Não pude dizer nada porque os mistérios são mistérios. E lá fomos nós, buscando a tal de Brazlândia. Nossos corações peregrinos acharam a estrada comprida, perigosa e sagrada. A certa altura desviamos pra direita, numa subida de morro. Gisley parecia recordar coisas... e olhava para mim que nem sempre tenho coração de compreender. Wagner, que ia na frente, encostou o carro e nossos corações viram: uma cruz branca, com o nome de Gisley de Azevedo Gomes. Percebi que Gisley não queria descer...
- Sim! disse ele. Aqui me deixaram...

Com a devoção que encontramos em nós, todos descemos, olhamos, tocamos a cruz, olhamos o capinzal derrubado, vimos luvas abandonadas, tudo silêncio. Minutos que desenhavam uma eternidade. Aquela paisagem não é mais a mesma depois daquele dia... Gisley ficava olhando nossos sentimentos.

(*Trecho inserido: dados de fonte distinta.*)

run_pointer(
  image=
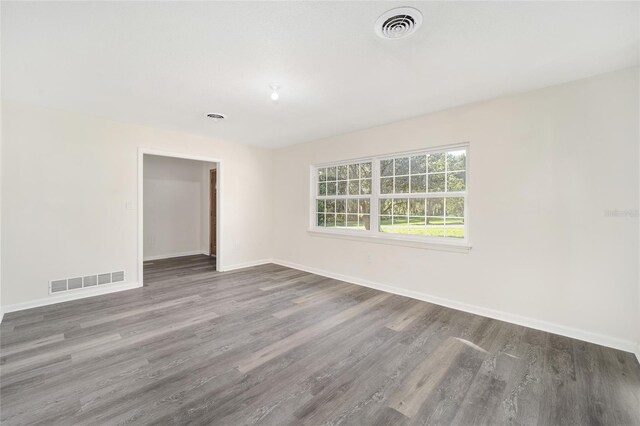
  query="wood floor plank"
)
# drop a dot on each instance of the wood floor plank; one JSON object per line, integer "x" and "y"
{"x": 272, "y": 345}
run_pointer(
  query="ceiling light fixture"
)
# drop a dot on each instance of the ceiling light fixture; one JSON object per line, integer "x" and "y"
{"x": 275, "y": 95}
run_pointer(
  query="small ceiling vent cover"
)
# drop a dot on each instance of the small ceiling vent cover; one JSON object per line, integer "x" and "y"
{"x": 398, "y": 23}
{"x": 216, "y": 117}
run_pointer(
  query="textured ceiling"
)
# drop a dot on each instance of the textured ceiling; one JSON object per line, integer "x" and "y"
{"x": 167, "y": 64}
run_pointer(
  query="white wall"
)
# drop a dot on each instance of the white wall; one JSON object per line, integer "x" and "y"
{"x": 176, "y": 206}
{"x": 69, "y": 188}
{"x": 544, "y": 168}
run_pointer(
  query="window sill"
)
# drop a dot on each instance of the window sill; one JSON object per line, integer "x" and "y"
{"x": 450, "y": 246}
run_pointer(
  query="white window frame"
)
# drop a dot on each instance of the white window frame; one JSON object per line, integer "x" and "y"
{"x": 374, "y": 234}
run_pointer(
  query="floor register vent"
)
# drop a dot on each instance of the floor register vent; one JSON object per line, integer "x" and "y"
{"x": 77, "y": 283}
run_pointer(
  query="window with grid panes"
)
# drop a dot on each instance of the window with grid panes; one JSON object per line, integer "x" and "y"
{"x": 343, "y": 196}
{"x": 417, "y": 196}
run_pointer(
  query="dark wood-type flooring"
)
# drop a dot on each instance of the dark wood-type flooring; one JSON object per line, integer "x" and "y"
{"x": 275, "y": 346}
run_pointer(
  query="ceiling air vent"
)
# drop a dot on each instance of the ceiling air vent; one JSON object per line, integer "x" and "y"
{"x": 398, "y": 23}
{"x": 216, "y": 117}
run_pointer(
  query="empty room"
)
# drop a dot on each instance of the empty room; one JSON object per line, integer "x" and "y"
{"x": 320, "y": 213}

- Acho que os sentimentos vão mostrar-se na vida que vamos viver depois de ver estas coisas, disse Luciene.
- Que tal a idéia de construirmos, aqui, uma pequena capela? falava Wagner carregado de vontade de ver as coisas brotando a partir do sangue de Gisley que não mais se via.
- Por que não celebrar aqui o Dia Nacional da Juventude? dizia Édina.

Fiquei mudo, com raiva do local escolhido para Gisley por uma sociedade que não ama a juventude. Lugar maldito, mas que pode virar um lugar sagrado... Depende de quem?

Gisley estava olhando como a pedir para a Regina e a Jaciara que cantassem uma coisa de juventude e esperança, e nós choramos. Todos, sem saber por que... Melhor, com a paisagem inteira sabendo que só chorávamos a ausência de um amigo que, sem saber, estava no meio de nós.

Quando voltamos ao carro, Gisley já tinha partido porque o coral da esperança e da vida o esperava, no paraíso da vida. Já era tarde e o invisível não estava mais. Melhor: ele estava mais fundo de todos nós.

No “Lual” que o grupo de amigos inventou naquela noite, tudo, até as estrelas, só falavam desse amigo da juventude e de todos que se querem bem em cantos, poesias e recordações. Ali estavam miríades de amizades amando a vida através de uma aparente ausência.